Sainte-Adèle
"La moitié des Laurentides est construite pour l'adrénaline. Sainte-Adèle est construite pour son contraire."
Une ville plus tranquille des Laurentides, faite de spas et d'auberges au bord du lac, nichée dans les plis des collines et surtout connue pour avoir fait de la détente une véritable industrie locale.
Sainte-Adèle se trouve entre Saint-Sauveur et Sainte-Agathe sur l’ancienne route 117, et tandis que ses voisines ont bâti leur identité autour du ski et de la culture du lac respectivement, Sainte-Adèle est tranquillement devenue la capitale des spas des Laurentides. La ville et les collines environnantes accueillent plusieurs des meilleurs spas de style nordique du Québec — bassins chauds extérieurs, bains froids alimentés par le ruissellement de la montagne, saunas aménagés dans des granges converties — et tout le concept fonctionne grâce au cadre : versants boisés, un vrai froid hivernal, et assez d’espace entre les établissements pour qu’on n’ait jamais l’impression de faire la queue pour se détendre.

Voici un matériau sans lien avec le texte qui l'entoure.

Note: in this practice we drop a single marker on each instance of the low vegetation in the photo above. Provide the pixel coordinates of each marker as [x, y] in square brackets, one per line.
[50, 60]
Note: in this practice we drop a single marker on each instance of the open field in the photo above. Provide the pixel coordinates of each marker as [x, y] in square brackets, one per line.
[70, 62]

Nous avons passé une journée entière dans l’un des plus grands complexes de spa aux abords de la ville en février, enchaînant la séquence chaud-froid-repos sur laquelle repose la culture des spas nordiques — quinze minutes dans un bassin assez chaud pour embuer les lunettes, un plongeon dans une eau assez froide pour faire hoqueter tout haut, puis vingt minutes enroulé dans une couverture près d’un feu extérieur à ne strictement rien faire. Lia, qui est normalement incapable de rester immobile plus de dix minutes, est devenue presque silencieuse pendant tout l’après-midi, ce qui, je l’ai appris depuis, est précisément le but de l’exercice. J’en suis reparti plus détendu que je ne l’avais été depuis des années à essayer de me détendre volontairement ailleurs.

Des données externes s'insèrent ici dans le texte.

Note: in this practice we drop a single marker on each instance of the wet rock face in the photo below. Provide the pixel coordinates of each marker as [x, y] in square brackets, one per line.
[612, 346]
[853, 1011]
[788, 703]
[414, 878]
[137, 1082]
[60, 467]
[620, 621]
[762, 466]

Sainte-Adèle possède aussi une véritable histoire littéraire — l’écrivain Claude-Henri Grignon, auteur du classique québécois « Un homme et son péché », a vécu ici et y a situé son village fictif, et un petit site patrimonial, Le Village de Séraphin, recrée l’univers de son roman avec des bâtiments d’époque qu’on peut visiter. C’est un genre d’attraction touristique étrange et très spécifique, plus parlante si l’on connaît l’œuvre source, mais chargée d’atmosphère même si on ne la connaît pas — de vieux bâtiments en bois installés dans les mêmes collines que l’écrivain a réellement habitées.

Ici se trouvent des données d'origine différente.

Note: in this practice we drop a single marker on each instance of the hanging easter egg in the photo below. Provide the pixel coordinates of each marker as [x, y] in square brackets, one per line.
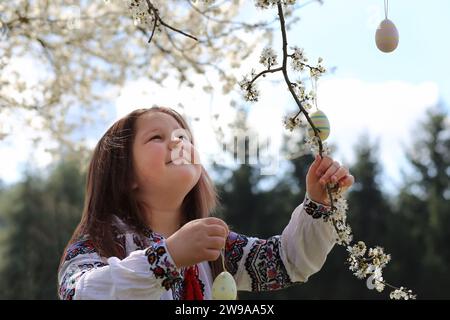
[386, 36]
[320, 121]
[224, 287]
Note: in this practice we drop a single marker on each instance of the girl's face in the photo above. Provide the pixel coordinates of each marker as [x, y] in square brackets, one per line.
[164, 160]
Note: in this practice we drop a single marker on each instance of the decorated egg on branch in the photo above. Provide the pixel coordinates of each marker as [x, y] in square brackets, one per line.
[320, 121]
[386, 36]
[224, 287]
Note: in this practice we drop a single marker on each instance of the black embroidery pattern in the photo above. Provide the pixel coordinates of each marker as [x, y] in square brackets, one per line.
[161, 266]
[316, 210]
[79, 247]
[234, 250]
[265, 267]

Le centre-ville lui-même est modeste, organisé autour de la rue Valiquette, avec une poignée de bons bistrots et un lac, le Lac Rond, qui attire une clientèle plus tranquille que les stations plus au nord. Sainte-Adèle n’est pas une destination qui s’annonce. Elle récompense le voyageur particulier qui est déjà fatigué du reste de son voyage.
Quand y aller : L’hiver, sans hésitation, pour les spas nordiques — le contraste entre l’eau chaude et l’air froid est toute l’expérience et il est meilleur dans le froid. L’été pour une version plus lente de la même chose, avec des bassins extérieurs à la place de la vapeur.